I acknowledge that my original statement was implicitly asserting that to some degree the public consciousness is right-leaning.
You could more neutrally put that in terms of tact filters:

http://www.mit.edu/~jcb/tact.html

The left believes in outgoing tact filters, where you watch what you say to avoid offending people. The right believes in "incoming* tact filters, where you just ignore people who say things that offend you. Both approaches have particular situations where they are superior, but it's hard to identify a general strategy that works better in all situations.

> The left is overly sensitive and looks for things to be offended by.

>The right is concerned with maturity and personal responsibility and anti-political correctness, where those things are defined primarily in contrast to the left's perceived over-sensitivity.

Judging by how the right gets upset by nfl player protests, the news media or what they feel is the "forced inclusion" approach, I disagree with the above statement. Everyone wants to get offended because if you can claim victimhood, you can claim moral high ground (sometimes legitimately and sometimes not). This is why codes of conduct are important. It's harder to claim to be the victim when personal feelings and identity are kept out of it.

I would like to point out that I was not making any statements as to the validity of either of those two statements. Rather, they are commonly-held beliefs irrespective of their truth values.
A good illustration of your point is how people reacted to the study finding that there were ~3000 deaths in Puerto Rico that are attributable to Hurricane Maria.
I agree that what you've said is a commonly painted picture, but (as many people have pointed out), it's more that "the left" and "the right" are often both "overly sensitive", but about different things.
> The right is concerned with maturity and personal responsibility and anti-political correctness, where those things are defined primarily in contrast to the left's perceived over-sensitivity.
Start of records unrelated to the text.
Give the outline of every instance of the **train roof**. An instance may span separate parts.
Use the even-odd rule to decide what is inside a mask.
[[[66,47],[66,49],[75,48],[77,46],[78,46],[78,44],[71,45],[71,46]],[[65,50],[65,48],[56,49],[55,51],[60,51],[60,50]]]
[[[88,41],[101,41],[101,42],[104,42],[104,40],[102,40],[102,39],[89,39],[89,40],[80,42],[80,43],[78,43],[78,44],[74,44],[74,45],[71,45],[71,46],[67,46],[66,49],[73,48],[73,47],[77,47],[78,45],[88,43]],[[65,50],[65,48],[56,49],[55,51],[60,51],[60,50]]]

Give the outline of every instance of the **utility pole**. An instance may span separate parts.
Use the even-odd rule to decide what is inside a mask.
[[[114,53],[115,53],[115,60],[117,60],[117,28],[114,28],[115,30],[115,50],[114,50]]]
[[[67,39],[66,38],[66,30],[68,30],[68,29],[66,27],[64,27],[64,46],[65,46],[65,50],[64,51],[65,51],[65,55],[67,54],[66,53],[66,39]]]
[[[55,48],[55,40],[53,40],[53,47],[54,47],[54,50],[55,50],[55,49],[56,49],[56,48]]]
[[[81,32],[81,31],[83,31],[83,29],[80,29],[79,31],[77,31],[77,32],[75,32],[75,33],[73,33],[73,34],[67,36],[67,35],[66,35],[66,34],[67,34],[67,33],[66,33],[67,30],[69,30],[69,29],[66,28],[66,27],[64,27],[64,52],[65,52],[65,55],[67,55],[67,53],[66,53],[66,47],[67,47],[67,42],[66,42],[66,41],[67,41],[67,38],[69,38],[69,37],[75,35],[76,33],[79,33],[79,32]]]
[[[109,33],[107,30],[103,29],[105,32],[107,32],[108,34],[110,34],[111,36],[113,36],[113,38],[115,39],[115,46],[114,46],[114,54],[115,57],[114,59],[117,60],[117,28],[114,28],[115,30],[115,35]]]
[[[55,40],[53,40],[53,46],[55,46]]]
I agree this is the common narrative, but surprisingly to me, it seems that the conservatives/right-wingers are getting very good at using outrage themselves. E.g. three times as many professors are being fired for expressing "liberal views" compared to "conservative views" [1], and the situation appears to be the same outside of academia, with people like James Gunn.

Not saying that all conservatives get outraged, but they certainly seem to do so a good deal more than immediately comes to mind.